Los ataques del 11 de septiembre de 2001, criminales e injustificables, fueron consecuencia del incorregible intervencionismo de Estados Unidos en Medio Oriente y Asia Central y de los múltiples agravios causados por la superpotencia en esas regiones del mundo. La respuesta elegida entonces por la Casa Blanca y sus aliados ha multiplicado exponencialmente tales agravios y ha alimentado la irracionalidad de los extremismos integristas en el mundo islámico, como demostraron los atentados posteriores contra los sistemas de transporte de Madrid y de Londres. Tal respuesta se concretó en la destrucción y la ocupación de Afganistán y de Irak, en la muerte de cientos de miles de inocentes, en una destrucción material incuantificable y en una sistemática violación a los derechos humanos por los gobiernos estadunidense y europeos en varios continentes. En las sociedades occidentales se generalizó la zozobra y hasta naciones ajenas al conflicto, como la nuestra, fueron arrastradas –con la complicidad de las autoridades locales– a una lógica antiterrorista por demás improcedente y peligrosa.

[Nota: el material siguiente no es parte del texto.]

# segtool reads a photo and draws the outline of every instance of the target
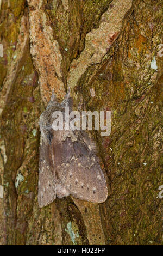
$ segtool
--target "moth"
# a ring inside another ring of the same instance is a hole
[[[53,113],[64,113],[65,107],[72,108],[70,92],[61,103],[53,94],[40,117],[38,201],[41,208],[53,202],[56,196],[62,198],[72,195],[93,203],[104,202],[108,196],[93,141],[86,132],[52,128]]]

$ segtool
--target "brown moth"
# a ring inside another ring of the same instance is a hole
[[[56,196],[62,198],[72,195],[93,203],[104,202],[108,196],[106,180],[92,140],[81,131],[52,128],[53,113],[64,113],[65,107],[72,109],[72,102],[69,92],[61,103],[53,94],[40,117],[40,207],[52,203]]]

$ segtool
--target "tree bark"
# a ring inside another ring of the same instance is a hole
[[[162,1],[1,0],[0,14],[0,244],[162,244]],[[77,109],[111,112],[110,136],[92,132],[108,197],[40,209],[39,118],[68,87]]]

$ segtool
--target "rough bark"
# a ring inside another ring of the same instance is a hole
[[[162,7],[0,1],[1,245],[163,243]],[[110,136],[92,133],[109,196],[39,209],[39,117],[52,90],[61,100],[67,86],[76,108],[111,111]]]

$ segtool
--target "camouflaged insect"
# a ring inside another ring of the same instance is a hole
[[[38,200],[40,207],[56,198],[72,195],[93,203],[104,202],[108,188],[99,160],[96,144],[81,131],[54,131],[53,113],[72,109],[68,93],[61,103],[52,95],[40,120],[41,131]]]

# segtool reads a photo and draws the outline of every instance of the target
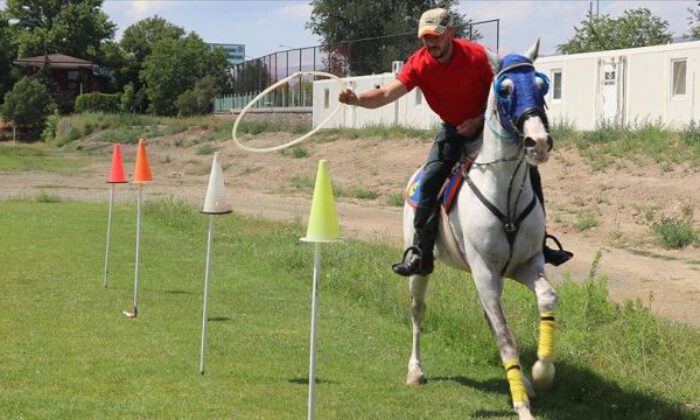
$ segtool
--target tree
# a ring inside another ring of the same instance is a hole
[[[573,38],[557,46],[564,54],[590,51],[645,47],[671,42],[668,22],[654,16],[649,9],[628,9],[623,16],[588,13],[579,26],[574,26]]]
[[[199,79],[193,89],[186,90],[177,97],[178,115],[204,114],[209,110],[211,101],[219,92],[216,79],[212,76]]]
[[[420,46],[416,37],[421,14],[434,7],[450,11],[457,36],[463,36],[469,22],[455,11],[457,0],[313,0],[306,27],[320,35],[329,55],[329,67],[343,68],[347,61],[352,74],[381,73],[394,60],[406,60]],[[406,34],[402,37],[358,41],[366,38]],[[337,45],[349,42],[347,48]],[[338,55],[339,51],[344,51]],[[335,63],[335,64],[334,64]]]
[[[102,11],[103,0],[7,0],[7,14],[17,19],[20,57],[62,53],[100,58],[102,41],[116,25]]]
[[[0,104],[5,92],[12,88],[16,80],[16,69],[12,61],[17,58],[17,45],[7,14],[0,10]]]
[[[55,108],[46,86],[34,78],[24,77],[5,94],[0,114],[14,127],[36,127]]]
[[[175,102],[180,94],[204,76],[213,77],[217,85],[223,87],[227,69],[226,54],[221,49],[210,50],[195,33],[182,39],[157,41],[140,73],[150,101],[149,111],[159,115],[175,114]]]
[[[700,39],[700,1],[695,10],[689,7],[688,13],[690,13],[690,16],[688,16],[688,28],[690,30],[688,36],[691,39]]]
[[[123,62],[117,67],[117,84],[122,88],[129,83],[133,85],[136,92],[134,106],[137,110],[145,110],[148,106],[146,89],[139,78],[144,60],[157,42],[163,39],[179,40],[184,36],[183,28],[157,15],[140,20],[124,30],[119,42]]]
[[[233,83],[236,92],[260,92],[268,86],[268,80],[272,80],[272,76],[267,64],[263,60],[252,60],[236,66]]]

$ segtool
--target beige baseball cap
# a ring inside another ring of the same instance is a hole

En suma, tras ser atacado en su propio territorio, Washington llevó al mundo a una confrontación trágica que no le ha hecho bien a nadie más que a los intereses de las grandes corporaciones y a los contratistas del mercado bélico. Por el contrario, el mundo es hoy mucho más inseguro de lo que fue hasta el 10 de septiembre de 2010 y la agenda social que había logrado construirse a lo largo de las administraciones encabezadas por Bill Clinton fue reducida a la insignificancia por las prioridades de un estado de guerra convertido en punto casi único del programa de gobierno de su sucesor.

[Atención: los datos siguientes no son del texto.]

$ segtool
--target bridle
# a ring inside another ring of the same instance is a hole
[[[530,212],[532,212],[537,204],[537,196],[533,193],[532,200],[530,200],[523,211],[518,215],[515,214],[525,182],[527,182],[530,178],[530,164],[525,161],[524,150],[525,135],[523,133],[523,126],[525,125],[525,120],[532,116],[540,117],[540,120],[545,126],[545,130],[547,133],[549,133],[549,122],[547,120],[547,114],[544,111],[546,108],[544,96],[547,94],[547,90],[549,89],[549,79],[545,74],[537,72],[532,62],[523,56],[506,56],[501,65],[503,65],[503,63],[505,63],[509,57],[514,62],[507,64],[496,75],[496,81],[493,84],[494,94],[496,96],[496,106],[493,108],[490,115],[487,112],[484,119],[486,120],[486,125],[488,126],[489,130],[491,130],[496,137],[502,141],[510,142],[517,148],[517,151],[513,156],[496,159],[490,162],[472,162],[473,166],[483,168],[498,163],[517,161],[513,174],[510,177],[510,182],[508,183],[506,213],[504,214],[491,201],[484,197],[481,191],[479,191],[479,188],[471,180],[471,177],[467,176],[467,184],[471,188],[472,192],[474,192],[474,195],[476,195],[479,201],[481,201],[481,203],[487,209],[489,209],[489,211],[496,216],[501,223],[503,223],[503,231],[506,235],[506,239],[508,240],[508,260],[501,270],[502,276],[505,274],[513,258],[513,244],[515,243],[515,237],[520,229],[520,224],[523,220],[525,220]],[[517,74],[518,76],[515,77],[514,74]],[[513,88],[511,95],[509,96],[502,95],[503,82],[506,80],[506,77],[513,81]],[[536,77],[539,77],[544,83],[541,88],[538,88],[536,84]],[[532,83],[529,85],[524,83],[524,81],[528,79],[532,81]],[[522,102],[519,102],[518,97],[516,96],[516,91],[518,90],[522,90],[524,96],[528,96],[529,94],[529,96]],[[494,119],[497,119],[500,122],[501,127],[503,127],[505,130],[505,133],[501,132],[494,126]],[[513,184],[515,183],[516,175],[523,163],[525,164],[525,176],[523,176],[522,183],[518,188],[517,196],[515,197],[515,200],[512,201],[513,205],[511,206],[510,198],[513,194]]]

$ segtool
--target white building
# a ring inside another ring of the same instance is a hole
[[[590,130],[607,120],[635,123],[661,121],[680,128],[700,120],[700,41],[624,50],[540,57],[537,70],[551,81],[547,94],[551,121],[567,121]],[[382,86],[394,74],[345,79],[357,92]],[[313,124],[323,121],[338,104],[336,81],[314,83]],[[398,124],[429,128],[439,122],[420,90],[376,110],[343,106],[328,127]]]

Una de las consecuencias poco comentadas de ese viraje belicista es la persistente crisis económica que se abate sobre el mundo en los días actuales. Cabe recordar, al respecto, que Bush hijo recibió un gobierno con un superávit histórico y, ocho años más tarde, entregó una administración que arrastraba un déficit también sin precedentes. Si la guerra solía considerarse la locomotora de la economía, las secuelas económicas del 11-S sugieren, en cambio, la imagen de una locomotora que atropelló a la economía –la estadunidense y la mundial– y ha sido benéfica sólo para un pequeño puñado de contratistas y financieros del complejo militar-industrial. Mientras tanto, las economías de Estados Unidos, Gran Bretaña, España y otras naciones desarrolladas, se debaten de turbulencia en turbulencia y de pánico en pánico.
Hasta ahora, el gobierno que encabeza Barack Obama ha sido incapaz de corregir el rumbo geoestratégico y económico dejado por su antecesor. Da la impresión de que el actual presidente de Estados Unidos actúa como rehén de los intereses corporativos y que su ambicioso programa de transformación social y de cambio de énfasis y de prioridades es sólo un recuerdo indeseable en la Casa Blanca. La rectificación de la dirección de catástrofe en la que avanza Occidente sigue siendo necesaria, y mientras no se realice, seguirán incubándose guerras y crisis. Por desgracia, no hay a la vista una fórmula política capaz de llevarla a cabo, y el mundo sigue inmerso en la dinámica en la que entró hace 10 años.